La ministre de la Justice du Québec, Stéphanie Vallée, aurait été victime d'une tentative d'extorsion et de harcèlement criminel au point de craindre pour sa sécurité et celle de ses proches quelques jours à peine avant d'être réélue comme députée libérale, a appris La Presse.

Les crimes allégués ont eu lieu à la fin de la dernière campagne électorale au printemps, soit entre le 26 et le 29 mars derniers. Des accusations criminelles ont été portées contre l'homme en question.

L'affaire s'est déroulée en Outaouais, région où la ministre Vallée s'est fait réélire sous la bannière libérale en avril dernier.

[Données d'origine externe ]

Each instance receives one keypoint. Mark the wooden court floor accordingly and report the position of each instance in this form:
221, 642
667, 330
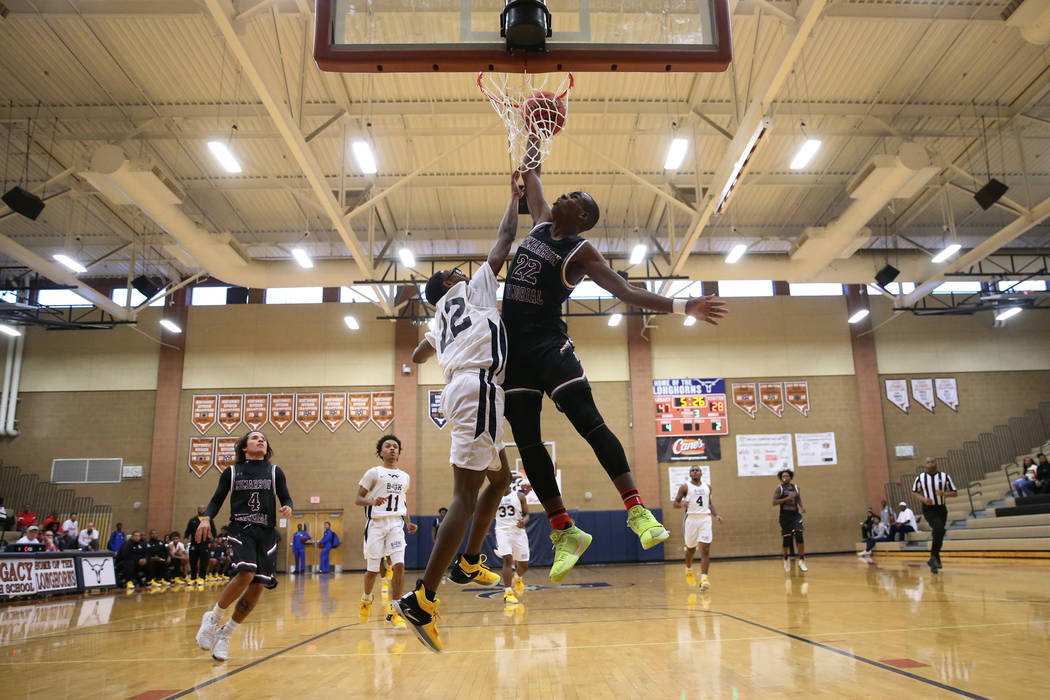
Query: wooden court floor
845, 629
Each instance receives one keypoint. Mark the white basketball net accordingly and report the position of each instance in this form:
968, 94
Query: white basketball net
513, 98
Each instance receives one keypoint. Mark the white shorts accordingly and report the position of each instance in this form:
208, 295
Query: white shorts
474, 408
383, 536
697, 529
512, 541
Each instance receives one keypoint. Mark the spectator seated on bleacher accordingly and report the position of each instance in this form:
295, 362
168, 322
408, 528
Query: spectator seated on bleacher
880, 532
1026, 485
24, 518
88, 538
905, 523
132, 560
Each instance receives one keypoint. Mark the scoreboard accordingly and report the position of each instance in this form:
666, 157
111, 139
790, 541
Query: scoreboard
688, 407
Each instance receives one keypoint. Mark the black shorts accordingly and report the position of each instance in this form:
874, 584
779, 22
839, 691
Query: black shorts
542, 363
254, 548
791, 521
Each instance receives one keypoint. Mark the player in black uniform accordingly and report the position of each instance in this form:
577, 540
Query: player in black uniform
790, 501
255, 485
546, 268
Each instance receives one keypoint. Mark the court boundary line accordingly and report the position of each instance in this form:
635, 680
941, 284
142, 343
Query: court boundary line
251, 664
855, 657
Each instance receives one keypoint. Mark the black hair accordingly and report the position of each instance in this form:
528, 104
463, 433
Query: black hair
436, 287
239, 447
379, 444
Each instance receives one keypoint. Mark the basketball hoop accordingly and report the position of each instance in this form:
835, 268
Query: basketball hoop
533, 109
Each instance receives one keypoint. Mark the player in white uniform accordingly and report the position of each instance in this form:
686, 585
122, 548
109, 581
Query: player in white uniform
471, 346
383, 491
698, 513
511, 543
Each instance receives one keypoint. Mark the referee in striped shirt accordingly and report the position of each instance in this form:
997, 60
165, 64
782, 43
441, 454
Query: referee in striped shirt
932, 487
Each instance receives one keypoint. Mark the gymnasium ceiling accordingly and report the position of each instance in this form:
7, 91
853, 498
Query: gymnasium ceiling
161, 78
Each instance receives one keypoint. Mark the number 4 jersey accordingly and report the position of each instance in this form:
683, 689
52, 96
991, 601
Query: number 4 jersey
392, 485
469, 333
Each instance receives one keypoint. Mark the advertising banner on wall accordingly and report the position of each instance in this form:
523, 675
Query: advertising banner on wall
763, 454
204, 412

Un entrepreneur en construction de la région, François Lafontaine, fait face à deux chefs d'accusation de tentative d'extorsion à l'endroit de Mme Vallée ainsi que de harcèlement ayant pour effet de lui faire raisonnablement craindre pour sa sécurité ou celle d'une de ses connaissances, selon un document judiciaire.

L'homme de 62 ans a plaidé non coupable. Il n'a pas d'antécédents judiciaires, mais il a quelques causes pendantes devant les tribunaux. Le cabinet du conjoint de la ministre, Me Louis-André Hubert, dans lequel elle a déjà pratiqué, aurait représenté M. Lafontaine dans le passé, selon ce qu'a pu apprendre La Presse.

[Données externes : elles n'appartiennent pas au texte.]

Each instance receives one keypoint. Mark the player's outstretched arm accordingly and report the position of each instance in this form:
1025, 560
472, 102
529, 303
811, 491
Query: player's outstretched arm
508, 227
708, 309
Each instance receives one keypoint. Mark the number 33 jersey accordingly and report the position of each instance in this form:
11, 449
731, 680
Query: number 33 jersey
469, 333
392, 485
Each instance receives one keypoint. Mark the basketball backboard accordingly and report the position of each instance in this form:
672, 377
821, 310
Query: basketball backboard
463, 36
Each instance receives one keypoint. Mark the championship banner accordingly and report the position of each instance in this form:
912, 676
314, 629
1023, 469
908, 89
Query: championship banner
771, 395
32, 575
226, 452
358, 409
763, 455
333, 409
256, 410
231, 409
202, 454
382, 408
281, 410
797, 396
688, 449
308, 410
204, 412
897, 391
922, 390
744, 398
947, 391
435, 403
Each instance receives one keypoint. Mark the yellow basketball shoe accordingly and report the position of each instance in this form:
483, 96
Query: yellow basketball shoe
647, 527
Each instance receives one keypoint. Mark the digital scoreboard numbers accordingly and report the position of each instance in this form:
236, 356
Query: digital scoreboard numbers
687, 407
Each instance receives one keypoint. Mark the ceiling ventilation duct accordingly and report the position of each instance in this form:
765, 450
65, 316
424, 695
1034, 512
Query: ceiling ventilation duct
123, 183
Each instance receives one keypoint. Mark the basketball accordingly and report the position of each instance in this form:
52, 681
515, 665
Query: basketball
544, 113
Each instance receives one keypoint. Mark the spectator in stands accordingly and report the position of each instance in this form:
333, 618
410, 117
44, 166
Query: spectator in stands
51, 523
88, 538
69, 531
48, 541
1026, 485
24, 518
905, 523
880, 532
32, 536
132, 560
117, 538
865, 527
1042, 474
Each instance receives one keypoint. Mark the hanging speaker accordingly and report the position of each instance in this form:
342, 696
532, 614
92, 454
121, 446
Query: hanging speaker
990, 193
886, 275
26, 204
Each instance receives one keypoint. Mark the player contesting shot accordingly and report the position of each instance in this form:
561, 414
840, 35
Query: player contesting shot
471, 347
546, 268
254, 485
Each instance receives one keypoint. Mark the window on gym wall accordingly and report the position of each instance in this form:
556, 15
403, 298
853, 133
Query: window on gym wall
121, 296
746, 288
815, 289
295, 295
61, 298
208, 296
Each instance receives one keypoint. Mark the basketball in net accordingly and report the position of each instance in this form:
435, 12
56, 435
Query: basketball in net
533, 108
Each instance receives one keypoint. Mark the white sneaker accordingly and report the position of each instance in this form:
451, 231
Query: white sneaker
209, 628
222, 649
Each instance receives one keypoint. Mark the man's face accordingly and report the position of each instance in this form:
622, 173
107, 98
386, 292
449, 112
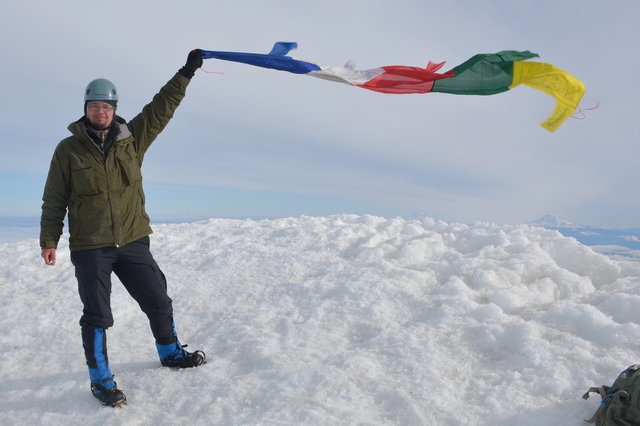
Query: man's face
100, 114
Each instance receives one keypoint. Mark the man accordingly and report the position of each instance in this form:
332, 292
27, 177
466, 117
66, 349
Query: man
95, 175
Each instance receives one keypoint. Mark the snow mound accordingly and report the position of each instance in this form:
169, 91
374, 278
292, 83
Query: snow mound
334, 320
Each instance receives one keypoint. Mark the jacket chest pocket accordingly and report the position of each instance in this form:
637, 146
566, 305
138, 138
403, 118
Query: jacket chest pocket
128, 161
83, 177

Me Hubert figure sur la liste des témoins de la poursuite tout comme la ministre Vallée. Le propriétaire d'un journal local de Maniwaki sera aussi appelé à témoigner à la demande de la Couronne.

«Le gars s'est présenté au journal en pleine campagne électorale avec sa pancarte du PQ dans l'auto. Il voulait salir la réputation de Mme Vallée, c'était évident. Il criait. Il parlait de travaux qu'il aurait faits chez elle pour lesquels il n'aurait pas été payé. Il avait l'air un peu névrosé, a raconté Roch Lépine à La Presse. J'ai refusé de publier un article. Mon journal, ce n'est pas une place pour laver du linge sale.»

Le propriétaire du journal ne veut pas en dire davantage pour ne pas nuire à la cause actuellement devant les tribunaux.

Arrêté en septembre dernier, l'accusé avait été mis en liberté sous condition en attente de son procès au palais de justice de Maniwaki. Or, il a été arrêté de nouveau pour non-respect de l'une de ses conditions. Il a demandé de retrouver sa liberté encore une fois, sans succès. Les faits de la cause révélés lors de ces audiences sont frappés d'un interdit de publication.

Hier, le sexagénaire était de retour en cour pour la tenue d'une conférence de gestion en vue de préparer son procès.

Une procureure fédérale au dossier

Cette cause est délicate puisqu'elle implique la Procureure générale du Québec, de qui relève ultimement du Directeur des poursuites criminelles et pénales (DPCP), le patron des procureurs de la Couronne. C'est ainsi qu'une procureure fédérale, Me Geneviève de Passillé, a été mandatée pour représenter la poursuite. Le DPCP ne peut pas être à la fois plaignant et poursuivant, a expliqué Me de Passillé au juge Valmont Beaulieu, hier. L'accusé est représenté par un criminaliste de la région, Me Mathieu Laporte.

Le choix d'un juge pour entendre le procès est tout aussi délicat puisque c'est la ministre de la Justice qui est chargée de recommander la nomination des juges au Conseil des ministres. «Je veux m'assurer qu'il n'y ait pas de problème», a indiqué la poursuite.

«On n'a pas à remettre en question l'indépendance judiciaire», lui a répondu le juge Beaulieu. Un magistrat de l'extérieur de la région de l'Outaouais sera nommé pour présider la cause puisque le conjoint de la ministre pratique toujours à Maniwaki.

Autre difficulté potentielle: d'après la jurisprudence, un député ou un ministre ne peut être assigné à comparaître à la cour durant une session parlementaire, à moins de renoncer à son privilège parlementaire, a expliqué le juge Beaulieu.

La Couronne entend déposer en preuve des courriels et des messages textes qui auraient été envoyés par l'accusé, a-t-elle annoncé, hier.

La ministre Vallée n'a pas voulu commenter l'affaire. «Compte tenu des procédures judiciaires, la ministre de la Justice s'abstiendra de commenter», a dit son attachée de presse, Jolyane Pronovost.

La cause revient devant le tribunal le 9 octobre pour fixer une date de procès.